Google Tells Symantec to Improve Digital Certificate Security or be branded unsafe
Google is not pleased about security firm Symantec’s recent performance when it comes to issuing secure Web certificates and has asked the it to improve its digital certificate security in order to avoid problems when its certificates are used in the search giant’s products.
In mid-September, Google learned that Symantec’s Thawte certificate authority (CA) issued an Extended Validation (EV) pre-certificate for google.com domains. The certificate, which had not been requested or authorized by Google, was discovered in Certificate Transparency logs, which Chrome requires for all EV certificates issued after January 1, 2015.
When questioned about the same, Symantec said the certificates were only issued for testing purposes by its internal QA team and as such they did not constitute any risk to anybody. However, an audit conducted by the security firm revealed that a total of 23 test certificates were issued for six domains owned by Google, seven owned by Opera, and ten owned by three other organizations.
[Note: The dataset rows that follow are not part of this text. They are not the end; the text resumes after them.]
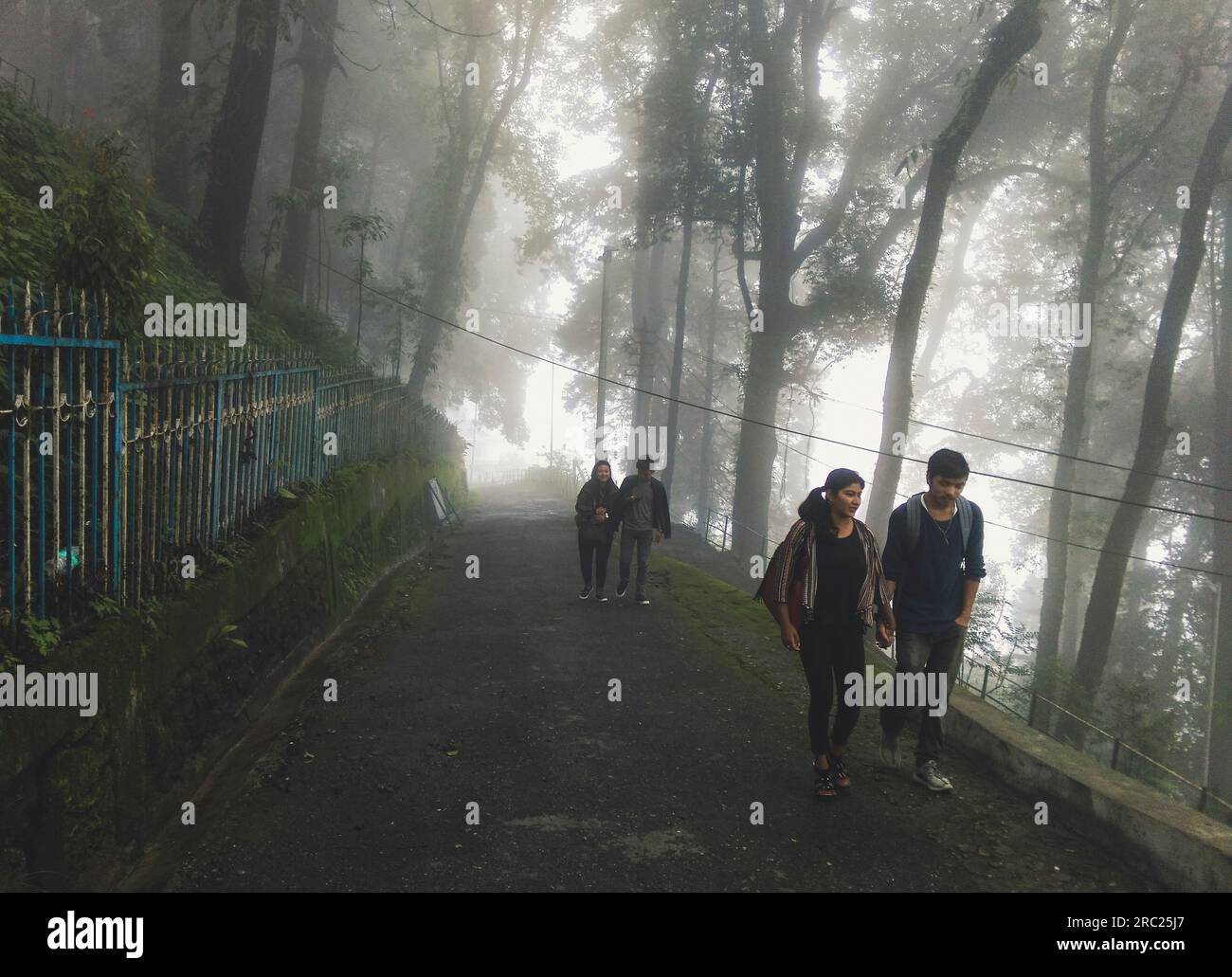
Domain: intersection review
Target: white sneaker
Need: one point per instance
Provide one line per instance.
(932, 778)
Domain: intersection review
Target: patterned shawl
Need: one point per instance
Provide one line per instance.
(802, 538)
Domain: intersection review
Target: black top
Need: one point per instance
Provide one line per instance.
(841, 571)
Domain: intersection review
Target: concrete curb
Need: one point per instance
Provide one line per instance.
(1178, 845)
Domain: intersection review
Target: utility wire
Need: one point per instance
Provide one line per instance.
(1194, 481)
(769, 425)
(1011, 529)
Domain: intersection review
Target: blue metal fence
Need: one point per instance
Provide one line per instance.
(123, 459)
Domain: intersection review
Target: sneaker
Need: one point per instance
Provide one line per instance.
(891, 755)
(824, 784)
(932, 778)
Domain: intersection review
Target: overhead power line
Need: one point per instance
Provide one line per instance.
(1013, 529)
(768, 425)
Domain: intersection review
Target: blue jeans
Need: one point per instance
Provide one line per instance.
(642, 540)
(941, 653)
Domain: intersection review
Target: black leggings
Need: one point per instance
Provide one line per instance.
(596, 552)
(828, 655)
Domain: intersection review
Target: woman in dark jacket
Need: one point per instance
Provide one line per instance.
(596, 509)
(824, 587)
The initial audit was followed by an investigation which revealed that Symantec has issued additional 164 such faulty certificates covering 76 domains. Furthermore, the company issued more than 2,400 test certificates for unregistered domains, despite the fact that this practice is not allowed since April 2014.
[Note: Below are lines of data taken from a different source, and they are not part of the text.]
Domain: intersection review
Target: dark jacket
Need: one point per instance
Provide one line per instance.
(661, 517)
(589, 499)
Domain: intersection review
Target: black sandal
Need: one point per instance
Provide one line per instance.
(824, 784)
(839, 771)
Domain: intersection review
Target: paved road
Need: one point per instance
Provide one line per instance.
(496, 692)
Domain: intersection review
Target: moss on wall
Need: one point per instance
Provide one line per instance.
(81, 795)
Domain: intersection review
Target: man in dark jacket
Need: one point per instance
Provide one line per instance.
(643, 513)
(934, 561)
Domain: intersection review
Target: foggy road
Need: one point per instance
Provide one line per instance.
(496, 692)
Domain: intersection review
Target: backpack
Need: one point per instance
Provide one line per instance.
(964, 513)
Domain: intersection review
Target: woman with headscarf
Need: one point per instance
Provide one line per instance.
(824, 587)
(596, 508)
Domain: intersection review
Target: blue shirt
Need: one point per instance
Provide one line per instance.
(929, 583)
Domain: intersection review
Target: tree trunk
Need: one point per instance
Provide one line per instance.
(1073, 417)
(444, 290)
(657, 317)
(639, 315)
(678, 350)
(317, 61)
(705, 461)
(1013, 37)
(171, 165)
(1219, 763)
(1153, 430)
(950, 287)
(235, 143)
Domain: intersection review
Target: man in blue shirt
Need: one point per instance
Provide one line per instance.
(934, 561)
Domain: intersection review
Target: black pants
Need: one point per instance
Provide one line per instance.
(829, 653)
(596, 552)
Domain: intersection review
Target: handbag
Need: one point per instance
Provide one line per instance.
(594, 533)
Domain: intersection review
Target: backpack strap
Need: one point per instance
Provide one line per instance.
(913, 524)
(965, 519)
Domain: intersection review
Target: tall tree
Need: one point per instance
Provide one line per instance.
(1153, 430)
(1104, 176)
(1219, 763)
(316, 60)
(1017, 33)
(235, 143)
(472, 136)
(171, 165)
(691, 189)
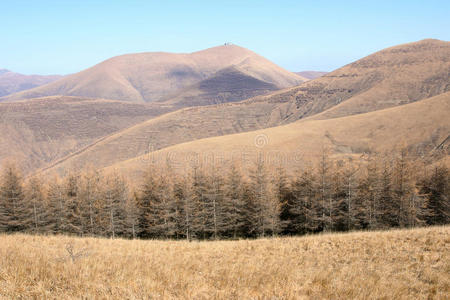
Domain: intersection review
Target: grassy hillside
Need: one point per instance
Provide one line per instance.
(398, 264)
(38, 131)
(228, 85)
(11, 82)
(390, 77)
(147, 77)
(311, 74)
(422, 126)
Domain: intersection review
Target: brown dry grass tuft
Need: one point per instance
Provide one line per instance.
(400, 264)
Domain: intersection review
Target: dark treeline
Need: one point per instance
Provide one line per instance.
(221, 203)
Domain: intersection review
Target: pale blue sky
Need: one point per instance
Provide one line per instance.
(60, 37)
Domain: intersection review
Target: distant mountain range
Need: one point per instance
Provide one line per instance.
(311, 74)
(152, 77)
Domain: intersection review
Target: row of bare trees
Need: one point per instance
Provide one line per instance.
(212, 203)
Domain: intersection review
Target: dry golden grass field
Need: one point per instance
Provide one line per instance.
(399, 264)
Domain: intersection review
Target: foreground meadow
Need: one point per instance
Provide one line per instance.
(399, 264)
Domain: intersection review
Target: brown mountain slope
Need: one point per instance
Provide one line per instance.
(271, 110)
(394, 76)
(38, 131)
(417, 125)
(146, 77)
(228, 85)
(11, 82)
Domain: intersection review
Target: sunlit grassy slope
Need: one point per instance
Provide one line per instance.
(399, 264)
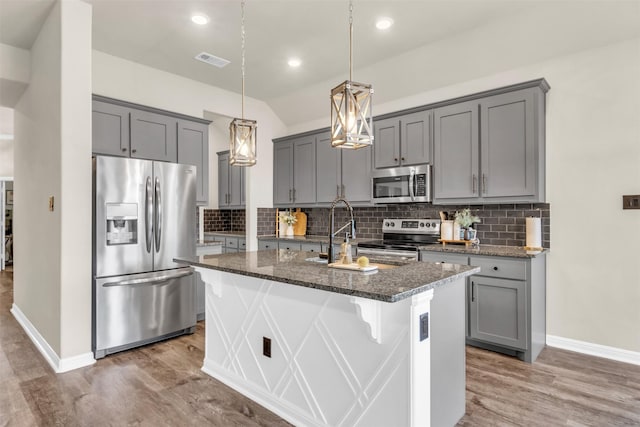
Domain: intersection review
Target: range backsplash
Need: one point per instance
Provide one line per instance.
(500, 224)
(224, 220)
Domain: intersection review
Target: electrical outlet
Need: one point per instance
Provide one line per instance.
(631, 202)
(266, 346)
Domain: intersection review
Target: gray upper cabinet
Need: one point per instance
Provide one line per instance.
(230, 183)
(356, 175)
(110, 129)
(193, 149)
(283, 173)
(491, 150)
(403, 140)
(294, 170)
(154, 136)
(456, 152)
(328, 169)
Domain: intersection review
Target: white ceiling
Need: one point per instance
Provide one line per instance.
(159, 33)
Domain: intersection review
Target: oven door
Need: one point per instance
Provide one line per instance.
(388, 254)
(401, 185)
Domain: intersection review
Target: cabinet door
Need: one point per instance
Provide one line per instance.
(328, 176)
(304, 170)
(498, 311)
(387, 143)
(283, 173)
(416, 138)
(193, 149)
(236, 184)
(456, 150)
(153, 136)
(508, 150)
(356, 175)
(223, 180)
(110, 129)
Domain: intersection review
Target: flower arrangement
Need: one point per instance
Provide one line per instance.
(465, 218)
(288, 218)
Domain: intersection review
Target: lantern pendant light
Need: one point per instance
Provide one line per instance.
(351, 121)
(243, 142)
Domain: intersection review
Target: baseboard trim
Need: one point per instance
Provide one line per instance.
(58, 365)
(613, 353)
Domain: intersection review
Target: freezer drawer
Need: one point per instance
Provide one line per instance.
(138, 309)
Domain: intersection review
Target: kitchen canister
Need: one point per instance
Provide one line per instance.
(446, 230)
(534, 234)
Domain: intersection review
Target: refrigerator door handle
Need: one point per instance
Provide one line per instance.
(154, 280)
(148, 213)
(158, 217)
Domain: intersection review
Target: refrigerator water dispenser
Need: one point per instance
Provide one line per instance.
(122, 223)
“We are committed to accelerating the adoption of Certificate Transparency logging for all certificates that we issue, by adding support for Organization and Domain Validated certificates, and expect most of that work to be complete by the end of 2015,” Symantec said in its report on the test certificates incident. “We have also begun our annual audit process and are expanding its scope in the wake of these recent instances, in order to ensure we have independent confirmation that no other issues remain. We anticipate the audit will take three to six months, and once it is complete we will share any key findings.”
While Symantec insists that the risk associated with the issuance of the test certificates is minimal, such certificates can be highly valuable in the hands of malicious actors because they can be leveraged to impersonate the domains they cover.
Google is however not happy with Symantec’s answers and has issued a ultimatum to it to mend its ways.
The full list of demands are below:
Following the implementation of these corrective steps, we expect Symantec to undergo a Point-in-time Readiness Assessment and a third-party security audit. The point-in-time assessment will establish Symantec’s conformance to each of these standards:
WebTrust Principles and Criteria for Certification Authorities
WebTrust Principles and Criteria for Certification Authorities – SSL Baseline with Network Security
WebTrust Principles and Criteria for Certification Authorities – Extended Validation SSL
The third-party security audit must assess:
The veracity of Symantec’s claims that at no time private keys were exposed to Symantec employees by the tool.
That Symantec employees could not use the tool in question to obtain certificates for which the employee controlled the private key.
That Symantec’s audit logging mechanism is reasonably protected from modification, deletion, or tampering, as described in Section 5.4.4 of their CPS.